In search of domes, by rowboat
During its more than a thousand years, Rostov has maintained the now liquid and now cold company of Nero, a lake supplied by eight rivers, yet shallow (3.6 m maximum depth, 13 by 8 km long). We left the Kremlin.
We walk along the immediate bank, next to the amphibious cane fields that precede its greenish immensity. We pass through several of the docks and walkways that serve the izbas (wooden houses) riverside. One of these structures housed a small fleet of metallic pleasure craft.

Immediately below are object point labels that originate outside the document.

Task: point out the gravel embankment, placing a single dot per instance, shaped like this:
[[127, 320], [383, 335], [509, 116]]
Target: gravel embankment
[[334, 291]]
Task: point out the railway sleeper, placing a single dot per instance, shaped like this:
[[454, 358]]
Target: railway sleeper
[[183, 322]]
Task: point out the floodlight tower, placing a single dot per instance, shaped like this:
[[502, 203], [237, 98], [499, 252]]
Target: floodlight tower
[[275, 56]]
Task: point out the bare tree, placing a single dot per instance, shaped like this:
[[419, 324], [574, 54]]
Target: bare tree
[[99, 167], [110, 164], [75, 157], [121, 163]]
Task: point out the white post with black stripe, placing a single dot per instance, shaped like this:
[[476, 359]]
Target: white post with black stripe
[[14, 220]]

When we reach the other, a boat approaches land and your private anchorage. On board, a fifty-year-old helmsman in a naval commander's hat rows for two mothers and their offspring. A mere hundred meters away, a neighbor and rival that has just anchored is greeted by two cats – one black and one brown – waiting for him, eager to board.
Infected by these successive scenes of evasion and leisure, we aspire to our own navigation. We rent a boat. We set off to paddle out into the middle of the lake, aware of the height to which the Kremlin was projecting and intrigued by what the view from there had in store.
A good dozen strokes later, the yearning is confirmed. We see a forest of towers and domes standing out from the verdant bottom of the bank. Some are silver, some lead gray, some dark green, set on a large pale pink turret.
The further we go, the more domes insinuate themselves against the late-afternoon, summer and continental sky, laden with humidity, blue to match. The more domes we unveil, the more pompous history of Rostov Veliky and the old woman Russia it shines and dazzles us.